Fahrradverkehr (G-SIG: 09001122)

Integration des Fahrrades in die Verkehrspolitik, Sicherheit der Radfahrer, Verknüpfung aller Gemeinden des Bundesgebietes und Berlin (West) durch Fahrradwege, Abstellmöglichkeiten in Mehrfamilienhäusern, Beförderung von Fahrrädern durch die Bahn, Tätigkeit der "Stiftung Fahrrad", Verbesserung des innerörtlichen Fahrradverkehrs in Ländern und Gemeinden

Fraktion

FDP, SPD

Ressort

Bundesministerium für Verkehr

Datum

01.03.1982

Aktualisiert

26.07.2022

Deutscher BundestagDrucksache 9/133710.02.82

Fahrradverkehr

der Abgeordneten Duve, Bamberg, Wimmer (Eggenfelden), Müller (Schweinfurt), Kühbacher, Ibrügger, Dr. Riemer, Merker, Rösch und der Fraktionen der SPD und FDP

Vorbemerkung

Das Fahrrad wird wieder ernst genommen.
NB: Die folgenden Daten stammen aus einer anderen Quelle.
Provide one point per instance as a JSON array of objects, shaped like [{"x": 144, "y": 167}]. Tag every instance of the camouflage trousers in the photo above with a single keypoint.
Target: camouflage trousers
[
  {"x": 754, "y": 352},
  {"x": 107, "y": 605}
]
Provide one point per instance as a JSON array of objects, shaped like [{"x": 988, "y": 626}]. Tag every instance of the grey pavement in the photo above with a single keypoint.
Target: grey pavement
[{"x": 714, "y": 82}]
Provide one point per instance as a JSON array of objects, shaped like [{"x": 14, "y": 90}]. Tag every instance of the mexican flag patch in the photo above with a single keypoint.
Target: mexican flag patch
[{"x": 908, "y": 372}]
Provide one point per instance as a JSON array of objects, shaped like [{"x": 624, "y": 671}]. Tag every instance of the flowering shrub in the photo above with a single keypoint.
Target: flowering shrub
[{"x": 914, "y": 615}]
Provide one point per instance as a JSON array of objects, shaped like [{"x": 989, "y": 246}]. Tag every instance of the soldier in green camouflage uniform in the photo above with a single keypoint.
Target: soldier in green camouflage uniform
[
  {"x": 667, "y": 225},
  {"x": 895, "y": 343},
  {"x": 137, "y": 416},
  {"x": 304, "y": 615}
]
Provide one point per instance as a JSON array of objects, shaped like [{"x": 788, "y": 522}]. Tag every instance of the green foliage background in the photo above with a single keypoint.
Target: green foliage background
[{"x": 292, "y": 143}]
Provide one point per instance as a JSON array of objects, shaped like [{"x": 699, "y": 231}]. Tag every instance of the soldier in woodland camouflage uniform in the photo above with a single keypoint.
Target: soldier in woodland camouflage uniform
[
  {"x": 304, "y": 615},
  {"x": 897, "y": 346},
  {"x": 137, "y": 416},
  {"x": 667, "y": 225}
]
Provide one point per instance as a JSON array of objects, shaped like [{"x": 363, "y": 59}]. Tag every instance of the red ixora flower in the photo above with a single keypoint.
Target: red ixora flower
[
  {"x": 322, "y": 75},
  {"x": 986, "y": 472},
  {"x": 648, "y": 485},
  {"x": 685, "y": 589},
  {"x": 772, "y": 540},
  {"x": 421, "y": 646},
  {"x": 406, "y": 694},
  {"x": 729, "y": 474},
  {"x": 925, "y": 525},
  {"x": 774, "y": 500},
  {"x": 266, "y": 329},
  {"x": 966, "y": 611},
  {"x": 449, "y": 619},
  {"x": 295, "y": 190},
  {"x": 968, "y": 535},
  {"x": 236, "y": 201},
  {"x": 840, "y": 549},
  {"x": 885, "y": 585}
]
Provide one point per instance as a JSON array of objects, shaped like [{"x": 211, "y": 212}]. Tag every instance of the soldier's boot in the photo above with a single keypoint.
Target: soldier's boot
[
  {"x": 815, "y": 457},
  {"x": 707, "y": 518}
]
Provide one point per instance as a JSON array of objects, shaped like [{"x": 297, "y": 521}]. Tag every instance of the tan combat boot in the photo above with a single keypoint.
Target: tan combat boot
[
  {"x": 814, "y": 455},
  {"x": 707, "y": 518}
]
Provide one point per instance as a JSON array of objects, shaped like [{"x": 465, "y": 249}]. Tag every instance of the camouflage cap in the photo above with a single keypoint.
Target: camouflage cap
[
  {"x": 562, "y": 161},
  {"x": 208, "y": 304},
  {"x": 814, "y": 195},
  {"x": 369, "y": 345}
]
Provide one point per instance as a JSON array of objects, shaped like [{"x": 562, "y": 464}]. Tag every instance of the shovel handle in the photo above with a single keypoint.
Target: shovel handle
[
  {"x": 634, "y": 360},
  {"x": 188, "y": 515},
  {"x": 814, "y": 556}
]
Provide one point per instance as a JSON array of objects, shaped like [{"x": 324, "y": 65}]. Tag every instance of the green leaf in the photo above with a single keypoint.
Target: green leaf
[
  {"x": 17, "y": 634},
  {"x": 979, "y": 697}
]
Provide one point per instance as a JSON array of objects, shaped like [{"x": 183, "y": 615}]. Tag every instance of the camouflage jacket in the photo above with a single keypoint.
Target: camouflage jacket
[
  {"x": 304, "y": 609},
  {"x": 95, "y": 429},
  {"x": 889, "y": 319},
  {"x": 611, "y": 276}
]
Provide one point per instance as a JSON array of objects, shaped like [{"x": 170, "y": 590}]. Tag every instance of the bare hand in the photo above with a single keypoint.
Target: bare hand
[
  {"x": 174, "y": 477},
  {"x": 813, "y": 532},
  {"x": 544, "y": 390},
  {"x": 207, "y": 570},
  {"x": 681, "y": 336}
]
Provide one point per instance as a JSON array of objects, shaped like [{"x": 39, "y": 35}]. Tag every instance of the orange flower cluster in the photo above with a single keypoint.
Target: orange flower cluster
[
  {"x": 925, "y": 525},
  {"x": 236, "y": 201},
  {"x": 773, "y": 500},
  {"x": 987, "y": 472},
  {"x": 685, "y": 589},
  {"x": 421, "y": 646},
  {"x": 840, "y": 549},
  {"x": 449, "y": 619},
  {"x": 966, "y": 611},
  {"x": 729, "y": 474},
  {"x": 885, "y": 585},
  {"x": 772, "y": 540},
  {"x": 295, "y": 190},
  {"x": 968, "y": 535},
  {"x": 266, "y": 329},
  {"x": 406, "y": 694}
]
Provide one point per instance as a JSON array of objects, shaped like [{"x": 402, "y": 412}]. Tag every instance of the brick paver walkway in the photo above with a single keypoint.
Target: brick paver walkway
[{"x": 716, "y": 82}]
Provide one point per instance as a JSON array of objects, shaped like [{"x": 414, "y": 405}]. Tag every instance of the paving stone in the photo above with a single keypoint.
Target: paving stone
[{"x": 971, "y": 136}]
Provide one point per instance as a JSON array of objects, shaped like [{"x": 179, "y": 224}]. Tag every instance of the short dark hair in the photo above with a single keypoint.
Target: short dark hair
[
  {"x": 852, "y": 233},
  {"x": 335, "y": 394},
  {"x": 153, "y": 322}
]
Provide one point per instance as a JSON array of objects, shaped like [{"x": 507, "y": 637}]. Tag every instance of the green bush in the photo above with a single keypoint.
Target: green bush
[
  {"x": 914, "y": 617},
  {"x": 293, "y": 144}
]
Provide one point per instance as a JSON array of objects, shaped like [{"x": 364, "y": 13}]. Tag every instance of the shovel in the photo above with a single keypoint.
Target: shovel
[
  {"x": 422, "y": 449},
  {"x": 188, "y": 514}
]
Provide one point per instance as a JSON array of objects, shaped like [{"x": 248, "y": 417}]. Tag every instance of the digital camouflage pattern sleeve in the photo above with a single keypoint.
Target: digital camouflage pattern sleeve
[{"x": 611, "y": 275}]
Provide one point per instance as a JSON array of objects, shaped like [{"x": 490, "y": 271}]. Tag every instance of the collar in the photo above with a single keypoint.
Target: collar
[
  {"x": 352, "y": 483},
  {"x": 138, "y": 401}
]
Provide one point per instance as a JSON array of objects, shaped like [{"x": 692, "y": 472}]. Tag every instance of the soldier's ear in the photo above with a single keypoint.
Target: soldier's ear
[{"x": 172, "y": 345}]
Das wohl wichtigste Nahverkehrsmittel der 20er Jahre schien durch das Auto verdrängt. Seit einigen Jahren liegen Erkenntnisse vor, wonach im Nahverkehrsbereich das Fahrrad zunehmend als Verkehrsmittel genutzt wird. Dies hat zu verkehrspolitischen Ansätzen geführt, das Fahrrad als in das Nahverkehrssystem integriertes Verkehrsmittel zu akzeptieren und für seine Nutzung die infrastrukturellen Voraussetzungen zu schaffen.

Das Fahrrad ist umweltfreundlich. Es gibt in der Bundesrepublik ca. 40 Millionen Fahrräder; ca. 85 v. H. aller Haushalte verfügen über mindestens ein Fahrrad.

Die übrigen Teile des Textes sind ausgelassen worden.